Rice’s absenteeism was dismal, as she watched the clock at Turtle Bay in anticipation of being rewarded with the top job at Foggy Bottom (until her role in the Benghazi debacle derailed that ambition): 

Rice has developed a reputation for failing to show up at work, even for critical votes. In 2009, she missed the vote on the anti-Israel Goldstone Report to tape an interview on the Jon Stewart Show. In 2011, she was absent from UN Security Council meetings on Libya, Haiti and Palestinian statehood. This past fall, she (and Obama) skipped an opportunity to meet with Israeli prime minister Benjamin Netanyahu.

Power’s absence is perhaps more significant, given that she built her reputation on criticizing Rice and others for their inaction during the Rwandan genocide, and now stands accused of her own inaction on Syria. The Assad regime–which the Obama administration attempted to rehabilitate as a “reformer,” during Power’s own service in the White House as a senior advisor on human rights–has just agreed to allow the UN to investigate allegations of chemical weapons use, but that is no thanks to Power’s non-efforts.

Over at Hot Air on Friday, Ed Morrissey speculated that Power may have intended her absence as a form of silent protest against the Obama administration’s passivity on the issue.
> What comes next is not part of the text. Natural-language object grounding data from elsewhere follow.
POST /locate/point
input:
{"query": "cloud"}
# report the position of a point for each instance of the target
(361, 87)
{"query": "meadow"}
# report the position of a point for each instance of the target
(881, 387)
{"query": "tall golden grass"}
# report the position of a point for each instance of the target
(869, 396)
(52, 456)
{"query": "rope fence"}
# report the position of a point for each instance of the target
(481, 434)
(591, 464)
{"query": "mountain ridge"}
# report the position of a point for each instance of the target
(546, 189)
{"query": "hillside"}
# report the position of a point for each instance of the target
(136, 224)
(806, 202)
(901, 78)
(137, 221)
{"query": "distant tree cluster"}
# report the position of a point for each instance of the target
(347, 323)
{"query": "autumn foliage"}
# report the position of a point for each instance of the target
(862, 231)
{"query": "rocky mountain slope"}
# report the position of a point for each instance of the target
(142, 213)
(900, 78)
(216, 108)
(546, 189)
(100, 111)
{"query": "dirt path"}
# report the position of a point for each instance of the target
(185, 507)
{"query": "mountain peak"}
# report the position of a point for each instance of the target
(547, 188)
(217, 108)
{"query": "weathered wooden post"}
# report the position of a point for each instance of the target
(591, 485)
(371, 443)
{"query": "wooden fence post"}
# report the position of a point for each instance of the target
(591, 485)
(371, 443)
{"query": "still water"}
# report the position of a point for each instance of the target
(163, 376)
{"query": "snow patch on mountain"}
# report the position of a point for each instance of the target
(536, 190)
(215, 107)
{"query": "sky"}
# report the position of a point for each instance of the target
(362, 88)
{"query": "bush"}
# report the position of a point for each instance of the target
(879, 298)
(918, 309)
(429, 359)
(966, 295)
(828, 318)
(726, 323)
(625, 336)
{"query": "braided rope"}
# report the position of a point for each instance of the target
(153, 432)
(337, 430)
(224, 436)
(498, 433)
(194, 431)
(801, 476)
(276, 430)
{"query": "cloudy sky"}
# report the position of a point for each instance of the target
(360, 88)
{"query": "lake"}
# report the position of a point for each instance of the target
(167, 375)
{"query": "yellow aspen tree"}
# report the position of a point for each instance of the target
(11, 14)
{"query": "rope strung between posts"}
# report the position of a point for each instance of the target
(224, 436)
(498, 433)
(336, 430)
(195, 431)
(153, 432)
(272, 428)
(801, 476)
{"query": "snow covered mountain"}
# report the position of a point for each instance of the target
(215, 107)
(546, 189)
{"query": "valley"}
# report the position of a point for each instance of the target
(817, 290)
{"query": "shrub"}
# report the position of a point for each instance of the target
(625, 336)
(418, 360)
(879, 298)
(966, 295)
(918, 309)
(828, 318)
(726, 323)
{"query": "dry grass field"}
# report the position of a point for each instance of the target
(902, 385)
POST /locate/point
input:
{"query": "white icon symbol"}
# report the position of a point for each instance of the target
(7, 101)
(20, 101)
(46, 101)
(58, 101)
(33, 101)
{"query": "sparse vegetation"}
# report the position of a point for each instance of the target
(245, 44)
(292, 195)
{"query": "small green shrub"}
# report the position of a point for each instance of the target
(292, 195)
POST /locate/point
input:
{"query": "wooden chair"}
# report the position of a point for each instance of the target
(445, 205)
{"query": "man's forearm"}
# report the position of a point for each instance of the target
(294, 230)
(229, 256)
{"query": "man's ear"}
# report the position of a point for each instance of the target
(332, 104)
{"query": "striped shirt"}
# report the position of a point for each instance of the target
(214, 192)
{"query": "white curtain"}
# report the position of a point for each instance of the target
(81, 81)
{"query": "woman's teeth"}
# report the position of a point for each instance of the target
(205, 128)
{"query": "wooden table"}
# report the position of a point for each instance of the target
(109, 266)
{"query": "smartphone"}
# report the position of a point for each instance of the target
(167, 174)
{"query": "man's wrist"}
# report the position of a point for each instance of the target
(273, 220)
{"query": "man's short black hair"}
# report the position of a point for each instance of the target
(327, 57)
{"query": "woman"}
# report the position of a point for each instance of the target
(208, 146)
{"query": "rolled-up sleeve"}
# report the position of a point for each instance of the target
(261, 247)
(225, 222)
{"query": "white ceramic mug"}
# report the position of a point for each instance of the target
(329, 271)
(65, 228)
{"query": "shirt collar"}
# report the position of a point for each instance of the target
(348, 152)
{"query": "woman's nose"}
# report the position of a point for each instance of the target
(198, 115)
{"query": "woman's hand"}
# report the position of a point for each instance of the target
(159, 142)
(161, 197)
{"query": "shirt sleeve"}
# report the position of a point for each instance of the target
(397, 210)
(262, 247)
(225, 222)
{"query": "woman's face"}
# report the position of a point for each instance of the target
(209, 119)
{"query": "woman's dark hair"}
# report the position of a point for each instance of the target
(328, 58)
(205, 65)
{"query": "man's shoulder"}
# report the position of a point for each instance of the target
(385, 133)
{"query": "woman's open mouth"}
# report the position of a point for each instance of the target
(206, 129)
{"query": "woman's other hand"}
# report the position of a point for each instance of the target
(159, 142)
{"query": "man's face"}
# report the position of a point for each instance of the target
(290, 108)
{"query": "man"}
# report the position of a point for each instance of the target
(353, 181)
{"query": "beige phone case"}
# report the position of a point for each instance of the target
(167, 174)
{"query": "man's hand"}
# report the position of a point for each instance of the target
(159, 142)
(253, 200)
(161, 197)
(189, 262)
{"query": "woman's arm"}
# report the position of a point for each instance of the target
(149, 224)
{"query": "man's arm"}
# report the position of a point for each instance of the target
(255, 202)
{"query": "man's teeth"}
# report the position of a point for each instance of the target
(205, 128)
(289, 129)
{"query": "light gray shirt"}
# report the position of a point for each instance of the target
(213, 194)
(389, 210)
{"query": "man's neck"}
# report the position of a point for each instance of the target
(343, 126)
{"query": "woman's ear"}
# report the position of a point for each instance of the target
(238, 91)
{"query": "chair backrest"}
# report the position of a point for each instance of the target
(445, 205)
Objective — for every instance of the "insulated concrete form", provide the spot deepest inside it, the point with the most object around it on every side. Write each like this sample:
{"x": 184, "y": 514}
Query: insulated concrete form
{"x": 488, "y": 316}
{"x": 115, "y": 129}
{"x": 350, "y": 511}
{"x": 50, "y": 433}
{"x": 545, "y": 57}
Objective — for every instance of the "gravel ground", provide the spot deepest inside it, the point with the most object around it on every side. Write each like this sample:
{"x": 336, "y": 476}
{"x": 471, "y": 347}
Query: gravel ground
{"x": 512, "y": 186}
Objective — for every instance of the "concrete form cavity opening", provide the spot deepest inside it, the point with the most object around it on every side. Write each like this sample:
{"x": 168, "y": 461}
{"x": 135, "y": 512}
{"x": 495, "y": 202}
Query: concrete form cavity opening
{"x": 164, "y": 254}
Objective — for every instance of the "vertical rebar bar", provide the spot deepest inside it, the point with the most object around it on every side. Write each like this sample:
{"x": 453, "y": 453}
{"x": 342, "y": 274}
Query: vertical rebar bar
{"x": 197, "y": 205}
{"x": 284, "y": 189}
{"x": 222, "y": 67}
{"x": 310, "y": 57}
It is a very interesting theory, and is perhaps a credit to the high regard in which Power is still held by serious-minded people, who assume that her prior work on human rights and genocide survives the Obama administration’s general neglect.

Unfortunately, that theory is undermined somewhat by the fact that Power took personal leave less than three weeks into her new job. What Ed Klein once wrote of Obama–that he shows little interest in actually being president, and more interest in “the narcissistic life of the presidency,” seems to run throughout the administration. Certainly Power is held back by Obama’s inertia–but she and others also enable it.